Prof David K Menon MD PhD FRCP FRCA FMedSci
David Krishna Menon trained in Medicine, Anaesthesia and Intensive Care at the Jawaharlal Institute in India, Leeds General Infirmary, The Royal Free Hospital and Addenbrooke’s Hospital, and was an MRC Research Fellow at the Hammersmith Hospital prior to coming to Cambridge. He is Professor and Head of the Department of Anaesthesia, Principal Investigator in the Wolfson Brain Imaging Centre, and Co-Chair of the Acute Brain Injury Program at the University of Cambridge. In 2006 he was appointed to the British Oxygen Professorship at the Royal College of Anaesthetists. He is Co-Chair of the Executive Board of the European Brain Injury Consortium, sits on the Executive Board of the International Neurotrauma Society, and is a Founding Fellow of the Academy of Medical Sciences, and a Professorial Fellow in the Medical Sciences at Queens’ College, Cambridge. In 2009 he was appointed Senior Investigator, National Institute for Health Research (UK).
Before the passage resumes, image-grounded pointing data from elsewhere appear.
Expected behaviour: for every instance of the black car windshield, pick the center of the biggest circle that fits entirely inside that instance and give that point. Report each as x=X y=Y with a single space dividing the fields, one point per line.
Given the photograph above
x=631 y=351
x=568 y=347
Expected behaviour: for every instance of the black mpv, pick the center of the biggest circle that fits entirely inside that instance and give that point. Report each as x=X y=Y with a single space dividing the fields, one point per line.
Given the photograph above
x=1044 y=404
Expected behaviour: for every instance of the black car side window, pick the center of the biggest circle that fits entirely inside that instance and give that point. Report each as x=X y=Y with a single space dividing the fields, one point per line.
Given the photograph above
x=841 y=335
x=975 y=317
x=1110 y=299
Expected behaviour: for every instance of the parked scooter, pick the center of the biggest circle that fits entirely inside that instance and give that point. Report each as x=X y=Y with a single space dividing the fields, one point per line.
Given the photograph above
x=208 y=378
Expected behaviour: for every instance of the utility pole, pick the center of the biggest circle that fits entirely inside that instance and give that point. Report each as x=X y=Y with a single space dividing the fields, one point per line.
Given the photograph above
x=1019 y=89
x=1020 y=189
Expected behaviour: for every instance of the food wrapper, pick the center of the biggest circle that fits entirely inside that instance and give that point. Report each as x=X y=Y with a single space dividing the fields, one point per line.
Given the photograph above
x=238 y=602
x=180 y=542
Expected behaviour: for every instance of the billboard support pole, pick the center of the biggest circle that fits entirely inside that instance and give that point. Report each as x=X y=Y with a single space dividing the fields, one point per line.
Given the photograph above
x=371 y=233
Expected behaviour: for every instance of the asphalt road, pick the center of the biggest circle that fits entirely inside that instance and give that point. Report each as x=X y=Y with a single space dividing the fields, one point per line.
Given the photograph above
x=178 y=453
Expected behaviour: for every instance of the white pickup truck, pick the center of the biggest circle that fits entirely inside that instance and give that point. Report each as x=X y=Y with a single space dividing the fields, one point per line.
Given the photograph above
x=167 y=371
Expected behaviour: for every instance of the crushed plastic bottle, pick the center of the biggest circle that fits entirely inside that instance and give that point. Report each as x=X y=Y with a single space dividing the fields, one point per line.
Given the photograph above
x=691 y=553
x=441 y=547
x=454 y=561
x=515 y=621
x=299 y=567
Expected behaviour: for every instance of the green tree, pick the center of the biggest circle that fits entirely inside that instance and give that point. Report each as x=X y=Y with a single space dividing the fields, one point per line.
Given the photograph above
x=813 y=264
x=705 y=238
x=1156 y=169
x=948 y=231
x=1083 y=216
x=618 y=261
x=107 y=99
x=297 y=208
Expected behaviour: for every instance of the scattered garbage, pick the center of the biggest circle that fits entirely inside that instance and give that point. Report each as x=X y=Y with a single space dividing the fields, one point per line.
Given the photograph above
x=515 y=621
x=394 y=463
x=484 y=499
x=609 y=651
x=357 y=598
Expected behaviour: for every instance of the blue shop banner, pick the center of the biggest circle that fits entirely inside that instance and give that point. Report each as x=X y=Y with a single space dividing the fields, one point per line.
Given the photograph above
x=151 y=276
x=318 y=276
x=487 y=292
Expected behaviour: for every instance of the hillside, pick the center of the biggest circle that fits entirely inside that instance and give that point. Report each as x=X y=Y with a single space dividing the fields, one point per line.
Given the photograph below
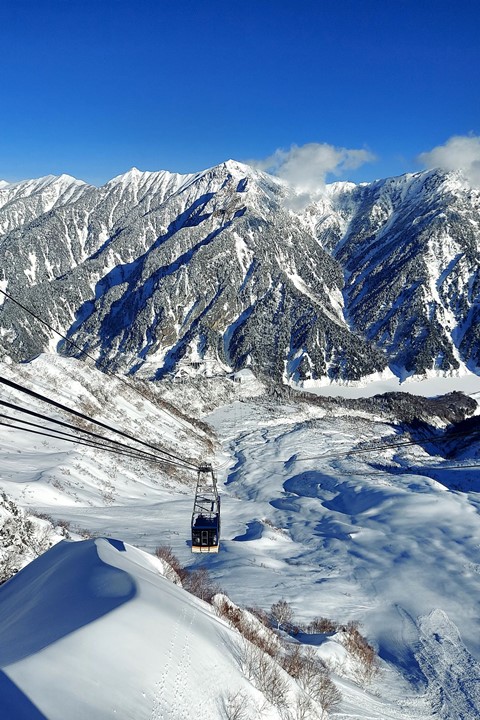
x=157 y=273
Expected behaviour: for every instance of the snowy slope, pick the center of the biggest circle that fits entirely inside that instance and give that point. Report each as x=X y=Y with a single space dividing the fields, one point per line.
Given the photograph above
x=159 y=273
x=388 y=538
x=92 y=629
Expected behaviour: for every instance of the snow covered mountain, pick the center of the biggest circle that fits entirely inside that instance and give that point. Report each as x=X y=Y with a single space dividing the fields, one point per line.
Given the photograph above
x=346 y=509
x=156 y=273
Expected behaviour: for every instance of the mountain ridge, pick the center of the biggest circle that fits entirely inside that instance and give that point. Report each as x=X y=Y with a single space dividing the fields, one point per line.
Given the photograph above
x=156 y=272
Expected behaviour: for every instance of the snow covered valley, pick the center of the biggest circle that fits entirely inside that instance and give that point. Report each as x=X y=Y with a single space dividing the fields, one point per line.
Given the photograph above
x=345 y=511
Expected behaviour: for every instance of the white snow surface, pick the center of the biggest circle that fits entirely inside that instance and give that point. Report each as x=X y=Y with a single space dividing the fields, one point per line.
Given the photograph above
x=388 y=538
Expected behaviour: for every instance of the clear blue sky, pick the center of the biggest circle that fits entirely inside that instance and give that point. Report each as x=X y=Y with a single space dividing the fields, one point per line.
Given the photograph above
x=94 y=87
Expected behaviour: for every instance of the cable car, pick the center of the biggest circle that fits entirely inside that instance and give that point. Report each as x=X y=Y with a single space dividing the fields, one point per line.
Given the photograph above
x=206 y=512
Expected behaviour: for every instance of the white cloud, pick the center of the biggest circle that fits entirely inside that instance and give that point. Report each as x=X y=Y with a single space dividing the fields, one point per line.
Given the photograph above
x=460 y=152
x=307 y=166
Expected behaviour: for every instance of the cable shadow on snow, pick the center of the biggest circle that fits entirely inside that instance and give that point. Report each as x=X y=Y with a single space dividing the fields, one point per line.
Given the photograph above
x=62 y=591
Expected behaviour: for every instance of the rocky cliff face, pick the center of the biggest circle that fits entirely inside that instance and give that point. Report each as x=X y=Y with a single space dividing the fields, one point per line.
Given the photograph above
x=158 y=273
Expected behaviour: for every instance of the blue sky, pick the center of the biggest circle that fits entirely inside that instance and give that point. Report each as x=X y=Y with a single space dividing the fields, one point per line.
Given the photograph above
x=94 y=87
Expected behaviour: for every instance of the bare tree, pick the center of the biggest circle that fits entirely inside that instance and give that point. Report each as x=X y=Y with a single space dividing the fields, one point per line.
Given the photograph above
x=282 y=613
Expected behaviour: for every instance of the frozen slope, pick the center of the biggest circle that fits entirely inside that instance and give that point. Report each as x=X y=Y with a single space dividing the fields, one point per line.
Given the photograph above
x=386 y=538
x=92 y=629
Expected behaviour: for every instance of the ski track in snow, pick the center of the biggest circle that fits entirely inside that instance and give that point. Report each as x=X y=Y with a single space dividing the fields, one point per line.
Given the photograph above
x=352 y=538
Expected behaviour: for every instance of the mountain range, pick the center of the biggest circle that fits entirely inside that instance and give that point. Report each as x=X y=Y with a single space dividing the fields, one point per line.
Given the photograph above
x=157 y=273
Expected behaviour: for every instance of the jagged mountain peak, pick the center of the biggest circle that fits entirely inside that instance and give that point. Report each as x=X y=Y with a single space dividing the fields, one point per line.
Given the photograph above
x=218 y=266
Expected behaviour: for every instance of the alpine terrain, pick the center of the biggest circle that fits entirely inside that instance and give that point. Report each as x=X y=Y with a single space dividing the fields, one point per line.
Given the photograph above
x=164 y=323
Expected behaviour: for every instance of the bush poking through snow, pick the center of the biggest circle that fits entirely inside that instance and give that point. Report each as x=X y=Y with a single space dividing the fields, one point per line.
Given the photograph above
x=199 y=583
x=22 y=538
x=321 y=625
x=248 y=625
x=235 y=706
x=196 y=581
x=282 y=614
x=362 y=651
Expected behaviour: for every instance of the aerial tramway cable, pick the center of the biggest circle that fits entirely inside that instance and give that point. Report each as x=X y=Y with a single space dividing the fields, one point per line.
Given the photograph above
x=77 y=441
x=114 y=446
x=41 y=416
x=84 y=352
x=32 y=393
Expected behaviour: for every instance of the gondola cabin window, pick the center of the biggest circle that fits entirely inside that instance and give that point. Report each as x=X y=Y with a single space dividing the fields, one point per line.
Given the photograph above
x=206 y=513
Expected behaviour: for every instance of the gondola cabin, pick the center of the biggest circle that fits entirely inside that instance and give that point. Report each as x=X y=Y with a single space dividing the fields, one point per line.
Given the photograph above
x=206 y=513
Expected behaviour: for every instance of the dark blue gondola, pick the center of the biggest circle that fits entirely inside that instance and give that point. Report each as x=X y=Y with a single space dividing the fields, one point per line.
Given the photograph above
x=206 y=512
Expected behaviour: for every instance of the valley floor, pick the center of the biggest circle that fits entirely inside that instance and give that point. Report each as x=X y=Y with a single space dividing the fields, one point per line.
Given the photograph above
x=381 y=538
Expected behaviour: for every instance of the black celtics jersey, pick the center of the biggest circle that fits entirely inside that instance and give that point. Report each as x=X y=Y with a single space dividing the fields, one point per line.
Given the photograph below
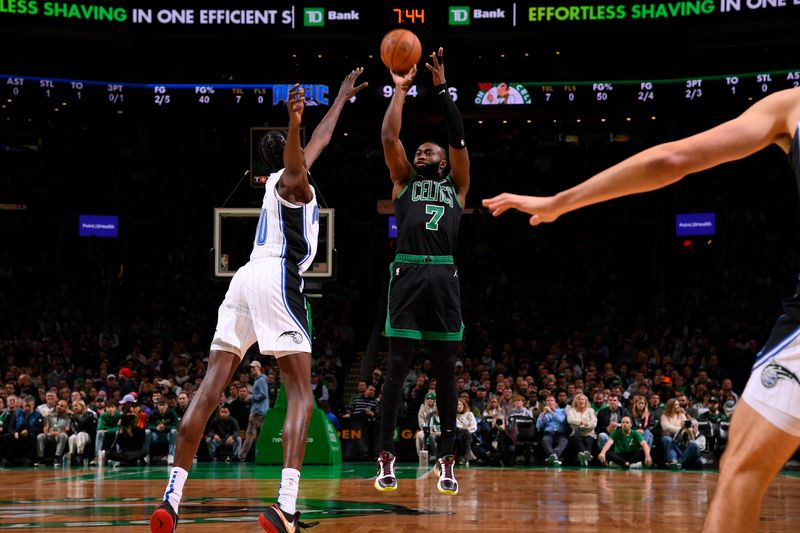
x=794 y=155
x=428 y=213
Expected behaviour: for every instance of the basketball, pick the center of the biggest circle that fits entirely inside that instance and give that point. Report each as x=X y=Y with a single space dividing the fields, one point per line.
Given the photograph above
x=400 y=50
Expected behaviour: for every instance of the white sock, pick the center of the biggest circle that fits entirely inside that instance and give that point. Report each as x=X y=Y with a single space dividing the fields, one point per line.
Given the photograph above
x=177 y=477
x=287 y=492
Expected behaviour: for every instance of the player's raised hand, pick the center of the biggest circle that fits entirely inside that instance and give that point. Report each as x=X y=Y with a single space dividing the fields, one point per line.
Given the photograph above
x=348 y=88
x=540 y=208
x=403 y=81
x=437 y=68
x=296 y=103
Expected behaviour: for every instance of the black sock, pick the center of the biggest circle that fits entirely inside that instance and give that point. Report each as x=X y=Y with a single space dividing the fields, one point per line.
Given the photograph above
x=446 y=395
x=400 y=351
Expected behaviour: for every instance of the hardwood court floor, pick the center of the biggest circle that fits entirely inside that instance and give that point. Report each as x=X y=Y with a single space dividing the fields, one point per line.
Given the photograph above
x=229 y=498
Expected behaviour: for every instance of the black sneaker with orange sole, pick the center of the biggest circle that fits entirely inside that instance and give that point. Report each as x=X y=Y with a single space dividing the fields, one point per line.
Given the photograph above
x=164 y=519
x=275 y=520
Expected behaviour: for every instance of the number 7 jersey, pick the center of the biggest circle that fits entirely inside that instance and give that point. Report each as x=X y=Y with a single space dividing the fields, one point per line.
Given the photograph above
x=286 y=230
x=428 y=214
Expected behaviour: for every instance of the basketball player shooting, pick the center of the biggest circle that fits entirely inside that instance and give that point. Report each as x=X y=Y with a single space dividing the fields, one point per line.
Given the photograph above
x=765 y=430
x=275 y=314
x=424 y=293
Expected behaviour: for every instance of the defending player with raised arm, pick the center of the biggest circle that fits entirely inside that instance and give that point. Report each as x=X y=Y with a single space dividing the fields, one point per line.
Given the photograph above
x=769 y=415
x=424 y=292
x=275 y=315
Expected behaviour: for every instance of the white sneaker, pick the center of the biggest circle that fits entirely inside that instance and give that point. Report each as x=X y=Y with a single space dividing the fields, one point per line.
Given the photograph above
x=386 y=480
x=447 y=483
He was the first Director of the Neurosciences Critical Care Unit (NCCU) at Addenbrooke’s Hospital, Cambridge, where he established the first recognised training program for specialist neurocritical care in the UK. Protocols developed in the Addenbrooke’s NCCU have been shown to improve clinical outcome in severe head injury and rationalise the management of acute intracranial haemorrhage.
Professor Menon’s research interests include neurocritical care, secondary brain injury, neuroinflammation, and metabolic imaging of acute brain injury. He has also published on the physiology of coma and the vegetative state, and on mechanisms of anaesthetic action in the brain. In recent years he has represented the UK intensive care community in discussions regarding the impact of evolving legislative changes on research in critical care and emergency medicine. He has over a two hundred publications in peer reviewed journals and has contributed to major textbooks. Research in his group is supported by research funding from several sources, including the Academy of Medical Sciences, the Medical Research Council, the Royal College of Anaesthetists, the Evelyn Trust, and the Wellcome Foundation.